Optimization of application to reduce db workload and improve performance
Posted by:
Jan Becker
Date: December 15, 2018 03:57PM
We have built an application, which runs on 40 virtual boxes (VMs) in parallel. Each virtual box performs certain tasks. The tasks are defined and prioritized though a MySQL database table. The table contains all tasks and documents, when they are done.
Thus the table looks as follows:
Row1: Task1 Priority = 1 Status = done
Row2: Task2 Priority = 1 Status = done
Row3: Task3 Priority = 1 Status = done
Row4: Task4 Priority = 1 Status = work in progress
Row5: Task5 Priority = 2 Status = work in progress
Row6: Task6 Priority = 6 Status = to do
Row7: Task7 Priority = 3 Status = to do
...
Row2,500,00: Task2,500,000 Priority = 5 Status = to do
The virtual boxes contain applications, which connect through ODBC to the database/ table.
At the moment each VM
1) catches the next available task (SELECT Row FROM ToDoList WHERE Status = "to do" ORDER BY Row LIMIT v, 1) (v = number of VM)
2) blocks the task (UPDATE ToDoList SET Status = "work in progress" WHERE Row = Rowx)
3) documents, that the task was done successfully or sets it back, if there was an error (UPDATE ToDoList SET Status = "done" WHERE Row = Rowx or ... Status = "to do" (if the task failed))
We have some performance problems. It's unclear, whether they are due to the application as such (nothing to do with ODBC or MySQL), OBDC or MySQL.
My ideas were:
1) Instead of having one large to do list, I would have a master to do list and synchronize once a day with a shorter list. The applications just run 6 a.m. to midnigth. Thus I could replicate after midnight and write the daily workload (around 40,000 tasks) to a smaller table. The smaller table would be created daily and wouldn't include tasks already done.
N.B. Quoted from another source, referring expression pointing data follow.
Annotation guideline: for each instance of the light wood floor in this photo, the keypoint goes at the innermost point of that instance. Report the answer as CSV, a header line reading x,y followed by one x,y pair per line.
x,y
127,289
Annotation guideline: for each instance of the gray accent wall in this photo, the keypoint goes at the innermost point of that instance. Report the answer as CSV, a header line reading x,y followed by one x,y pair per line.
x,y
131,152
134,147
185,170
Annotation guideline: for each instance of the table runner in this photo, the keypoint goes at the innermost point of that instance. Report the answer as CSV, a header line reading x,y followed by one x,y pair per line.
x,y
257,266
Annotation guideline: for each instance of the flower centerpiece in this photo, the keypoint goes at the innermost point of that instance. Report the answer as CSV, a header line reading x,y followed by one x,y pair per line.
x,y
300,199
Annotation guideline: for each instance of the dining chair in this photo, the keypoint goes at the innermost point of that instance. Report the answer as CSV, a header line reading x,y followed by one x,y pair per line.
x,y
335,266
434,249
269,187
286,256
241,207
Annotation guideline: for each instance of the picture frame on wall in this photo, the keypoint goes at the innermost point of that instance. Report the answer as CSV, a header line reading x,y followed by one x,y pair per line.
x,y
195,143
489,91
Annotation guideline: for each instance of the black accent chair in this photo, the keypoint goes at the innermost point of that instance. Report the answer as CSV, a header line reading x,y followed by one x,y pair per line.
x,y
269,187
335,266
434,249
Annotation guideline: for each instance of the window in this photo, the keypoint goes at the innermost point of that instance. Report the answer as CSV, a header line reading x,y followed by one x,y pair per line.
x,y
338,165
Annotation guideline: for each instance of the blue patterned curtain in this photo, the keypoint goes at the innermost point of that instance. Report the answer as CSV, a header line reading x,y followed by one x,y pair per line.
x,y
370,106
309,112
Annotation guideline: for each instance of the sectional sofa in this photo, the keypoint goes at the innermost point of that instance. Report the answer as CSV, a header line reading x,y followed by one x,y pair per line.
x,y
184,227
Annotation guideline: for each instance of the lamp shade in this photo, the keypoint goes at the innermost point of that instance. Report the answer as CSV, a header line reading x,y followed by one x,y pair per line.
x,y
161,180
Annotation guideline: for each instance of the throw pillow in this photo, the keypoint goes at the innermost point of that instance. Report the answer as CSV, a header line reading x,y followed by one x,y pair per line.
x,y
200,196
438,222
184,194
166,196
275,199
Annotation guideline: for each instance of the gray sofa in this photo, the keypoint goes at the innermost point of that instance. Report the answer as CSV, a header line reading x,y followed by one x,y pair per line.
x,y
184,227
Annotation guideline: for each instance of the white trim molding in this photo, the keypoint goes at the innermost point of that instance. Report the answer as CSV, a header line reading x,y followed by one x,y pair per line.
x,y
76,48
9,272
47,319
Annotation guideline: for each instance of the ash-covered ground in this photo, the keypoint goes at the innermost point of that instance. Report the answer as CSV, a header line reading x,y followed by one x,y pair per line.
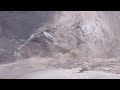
x,y
32,41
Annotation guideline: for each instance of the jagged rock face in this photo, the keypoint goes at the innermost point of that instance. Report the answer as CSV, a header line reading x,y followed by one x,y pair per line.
x,y
85,32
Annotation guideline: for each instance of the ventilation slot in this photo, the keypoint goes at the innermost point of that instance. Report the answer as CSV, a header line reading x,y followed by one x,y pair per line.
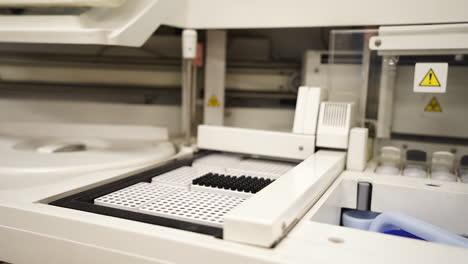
x,y
335,115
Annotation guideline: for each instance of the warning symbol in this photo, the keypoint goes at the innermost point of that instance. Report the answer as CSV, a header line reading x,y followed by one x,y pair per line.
x,y
430,79
433,106
213,102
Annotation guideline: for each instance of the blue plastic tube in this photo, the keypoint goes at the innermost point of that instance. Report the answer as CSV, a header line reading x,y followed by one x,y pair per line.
x,y
392,220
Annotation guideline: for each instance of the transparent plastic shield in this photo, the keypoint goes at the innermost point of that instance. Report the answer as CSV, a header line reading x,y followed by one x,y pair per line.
x,y
351,70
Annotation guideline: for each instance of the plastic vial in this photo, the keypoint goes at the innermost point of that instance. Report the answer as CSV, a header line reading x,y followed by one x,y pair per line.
x,y
415,165
463,172
442,166
389,161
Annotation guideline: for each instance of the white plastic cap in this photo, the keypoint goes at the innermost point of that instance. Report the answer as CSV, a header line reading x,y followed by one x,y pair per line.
x,y
189,44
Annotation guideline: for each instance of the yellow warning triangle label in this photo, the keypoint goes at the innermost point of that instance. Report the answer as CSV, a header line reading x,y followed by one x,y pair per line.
x,y
433,106
430,79
213,101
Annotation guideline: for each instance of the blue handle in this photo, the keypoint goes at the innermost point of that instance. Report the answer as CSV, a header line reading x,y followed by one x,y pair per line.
x,y
390,220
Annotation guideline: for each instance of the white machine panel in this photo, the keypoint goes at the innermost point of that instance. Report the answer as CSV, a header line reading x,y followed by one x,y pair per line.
x,y
266,217
132,197
256,142
195,206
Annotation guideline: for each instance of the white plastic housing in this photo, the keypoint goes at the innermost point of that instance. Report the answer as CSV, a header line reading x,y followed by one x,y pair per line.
x,y
267,216
335,122
307,109
357,151
61,3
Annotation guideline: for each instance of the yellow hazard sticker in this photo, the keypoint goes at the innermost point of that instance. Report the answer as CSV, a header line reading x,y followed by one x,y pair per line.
x,y
430,79
433,106
214,102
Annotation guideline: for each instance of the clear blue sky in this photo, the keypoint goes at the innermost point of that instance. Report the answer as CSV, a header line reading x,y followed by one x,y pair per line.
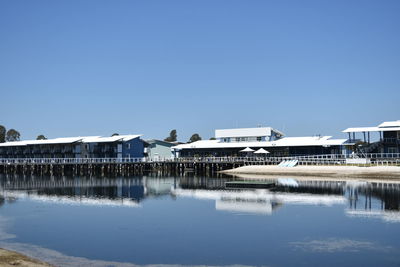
x,y
95,67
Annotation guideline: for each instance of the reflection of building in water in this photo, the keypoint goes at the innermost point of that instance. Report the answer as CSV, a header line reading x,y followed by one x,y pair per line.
x,y
361,196
246,205
133,189
257,201
374,200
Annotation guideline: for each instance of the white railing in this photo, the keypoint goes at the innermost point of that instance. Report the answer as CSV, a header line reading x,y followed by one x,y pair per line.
x,y
28,161
310,159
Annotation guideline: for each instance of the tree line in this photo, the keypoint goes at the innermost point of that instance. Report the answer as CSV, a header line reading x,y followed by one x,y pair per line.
x,y
13,135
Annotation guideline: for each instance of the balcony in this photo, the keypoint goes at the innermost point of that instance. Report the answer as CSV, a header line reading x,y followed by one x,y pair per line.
x,y
391,141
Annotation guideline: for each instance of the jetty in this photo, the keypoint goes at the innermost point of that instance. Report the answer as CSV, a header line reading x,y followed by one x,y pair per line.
x,y
130,166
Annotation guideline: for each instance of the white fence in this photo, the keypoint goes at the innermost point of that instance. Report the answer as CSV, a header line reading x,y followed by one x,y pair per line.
x,y
328,159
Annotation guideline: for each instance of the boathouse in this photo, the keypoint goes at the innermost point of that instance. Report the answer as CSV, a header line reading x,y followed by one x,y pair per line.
x,y
119,146
230,142
388,140
157,150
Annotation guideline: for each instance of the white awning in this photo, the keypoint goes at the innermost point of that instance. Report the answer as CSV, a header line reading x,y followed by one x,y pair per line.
x,y
261,151
247,149
370,129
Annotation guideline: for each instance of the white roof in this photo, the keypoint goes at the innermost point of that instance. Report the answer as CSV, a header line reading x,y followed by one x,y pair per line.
x,y
283,142
245,132
371,129
383,127
261,151
389,124
70,140
247,149
98,139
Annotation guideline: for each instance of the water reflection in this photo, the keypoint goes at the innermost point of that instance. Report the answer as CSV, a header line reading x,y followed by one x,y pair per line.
x,y
372,199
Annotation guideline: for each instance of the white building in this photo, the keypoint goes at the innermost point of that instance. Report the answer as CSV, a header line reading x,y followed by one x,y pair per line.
x,y
229,142
389,136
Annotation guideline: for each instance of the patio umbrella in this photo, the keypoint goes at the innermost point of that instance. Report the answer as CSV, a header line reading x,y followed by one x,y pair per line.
x,y
261,151
247,149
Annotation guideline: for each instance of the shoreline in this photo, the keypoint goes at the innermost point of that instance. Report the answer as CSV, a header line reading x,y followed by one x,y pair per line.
x,y
10,258
387,172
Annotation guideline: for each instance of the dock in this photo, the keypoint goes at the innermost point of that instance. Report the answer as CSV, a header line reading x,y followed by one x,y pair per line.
x,y
244,184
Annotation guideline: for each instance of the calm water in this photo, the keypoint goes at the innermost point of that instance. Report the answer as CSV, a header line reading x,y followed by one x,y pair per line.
x,y
71,221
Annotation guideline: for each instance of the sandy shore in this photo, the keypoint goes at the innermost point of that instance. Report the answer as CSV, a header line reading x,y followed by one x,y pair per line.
x,y
12,259
388,172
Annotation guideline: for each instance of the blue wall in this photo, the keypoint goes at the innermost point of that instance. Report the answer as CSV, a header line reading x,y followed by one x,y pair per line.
x,y
136,149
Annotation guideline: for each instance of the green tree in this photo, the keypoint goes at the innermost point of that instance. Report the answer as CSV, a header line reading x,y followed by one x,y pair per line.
x,y
12,135
172,136
41,137
194,138
2,134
2) Maybe there is something wrong with the indexes of the table. Which indexes should it have? I currently have (Status, Priority), (Row) and (Priority)
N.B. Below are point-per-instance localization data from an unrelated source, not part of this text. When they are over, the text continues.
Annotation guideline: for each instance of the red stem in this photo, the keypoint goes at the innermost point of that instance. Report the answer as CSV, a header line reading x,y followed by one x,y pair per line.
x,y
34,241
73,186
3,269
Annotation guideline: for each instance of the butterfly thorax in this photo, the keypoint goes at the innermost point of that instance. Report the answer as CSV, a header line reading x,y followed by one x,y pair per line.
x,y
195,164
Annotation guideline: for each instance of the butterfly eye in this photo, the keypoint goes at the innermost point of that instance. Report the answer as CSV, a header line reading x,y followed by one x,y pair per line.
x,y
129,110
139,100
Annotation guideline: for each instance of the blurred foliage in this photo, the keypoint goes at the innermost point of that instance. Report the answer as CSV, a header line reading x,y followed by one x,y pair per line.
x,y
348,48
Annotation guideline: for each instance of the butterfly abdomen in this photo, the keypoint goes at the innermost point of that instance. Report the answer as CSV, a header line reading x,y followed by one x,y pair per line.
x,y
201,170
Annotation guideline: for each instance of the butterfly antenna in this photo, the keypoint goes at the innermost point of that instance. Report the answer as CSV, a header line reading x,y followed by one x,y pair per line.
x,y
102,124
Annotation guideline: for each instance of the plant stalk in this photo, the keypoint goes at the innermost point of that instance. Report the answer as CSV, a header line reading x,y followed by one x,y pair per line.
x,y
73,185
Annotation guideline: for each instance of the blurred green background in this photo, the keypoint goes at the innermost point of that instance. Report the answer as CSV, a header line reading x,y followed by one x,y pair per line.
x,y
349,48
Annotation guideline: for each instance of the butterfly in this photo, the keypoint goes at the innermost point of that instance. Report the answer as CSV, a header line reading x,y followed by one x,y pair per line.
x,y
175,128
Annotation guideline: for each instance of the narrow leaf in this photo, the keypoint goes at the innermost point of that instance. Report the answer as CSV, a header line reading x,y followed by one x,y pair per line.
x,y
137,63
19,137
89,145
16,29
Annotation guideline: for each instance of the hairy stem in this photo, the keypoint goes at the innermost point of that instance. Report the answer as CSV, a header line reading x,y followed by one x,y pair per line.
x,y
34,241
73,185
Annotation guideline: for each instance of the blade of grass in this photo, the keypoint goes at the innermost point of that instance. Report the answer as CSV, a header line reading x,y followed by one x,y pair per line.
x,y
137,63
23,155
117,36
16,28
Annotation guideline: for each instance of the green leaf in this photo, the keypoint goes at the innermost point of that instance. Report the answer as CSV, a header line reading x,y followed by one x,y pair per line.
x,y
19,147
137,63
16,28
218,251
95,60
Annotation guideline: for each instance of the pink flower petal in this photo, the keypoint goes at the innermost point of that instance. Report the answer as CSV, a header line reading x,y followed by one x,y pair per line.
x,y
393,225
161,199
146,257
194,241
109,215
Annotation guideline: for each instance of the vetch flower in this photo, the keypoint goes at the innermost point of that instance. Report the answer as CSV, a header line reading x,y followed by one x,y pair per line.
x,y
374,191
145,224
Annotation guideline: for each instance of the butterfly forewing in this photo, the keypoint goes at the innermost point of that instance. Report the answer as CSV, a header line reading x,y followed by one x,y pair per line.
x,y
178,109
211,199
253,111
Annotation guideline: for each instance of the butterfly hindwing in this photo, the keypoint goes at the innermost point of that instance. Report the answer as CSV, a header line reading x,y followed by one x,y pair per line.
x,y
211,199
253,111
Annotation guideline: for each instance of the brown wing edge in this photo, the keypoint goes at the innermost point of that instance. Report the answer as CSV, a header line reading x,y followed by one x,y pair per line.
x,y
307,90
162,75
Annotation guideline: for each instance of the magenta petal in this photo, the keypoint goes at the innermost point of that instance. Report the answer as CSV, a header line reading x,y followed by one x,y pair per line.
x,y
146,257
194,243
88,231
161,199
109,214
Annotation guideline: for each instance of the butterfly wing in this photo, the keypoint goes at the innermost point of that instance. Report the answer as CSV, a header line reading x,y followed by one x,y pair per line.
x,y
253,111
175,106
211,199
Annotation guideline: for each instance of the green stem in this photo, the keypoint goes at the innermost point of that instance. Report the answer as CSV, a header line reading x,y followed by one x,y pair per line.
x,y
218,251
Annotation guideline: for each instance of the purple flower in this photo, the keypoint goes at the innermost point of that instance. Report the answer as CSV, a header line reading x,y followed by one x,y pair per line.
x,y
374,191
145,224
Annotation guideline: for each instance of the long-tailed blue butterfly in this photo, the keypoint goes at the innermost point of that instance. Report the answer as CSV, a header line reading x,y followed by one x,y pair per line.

3) Sometimes I see, in PHPMyAdmin, that the table is locked. Maybe I should do 1) and split the smaller table into 40 tables, so the VMs can work with one table each.
4) Maybe it is mainly an ODBC problem. I could retrieve more than 1 task, block multiple tasks and finally write the results for all tasks (use LIMIT 10*v, 10) in the first SQL statement
What do you think? I don't want to do things, which don't make sense, but create efforts. With 2,500,000 rows, if I use PHPMyadmin, the first SQL statement requires (as per PHPMyadmin) 0.004 seconds. Thus I don't see much need to further improve it. What about the 4th idea? Could ODBC be the problem and would ths fix it? Any other ideas? Comments to the ideas?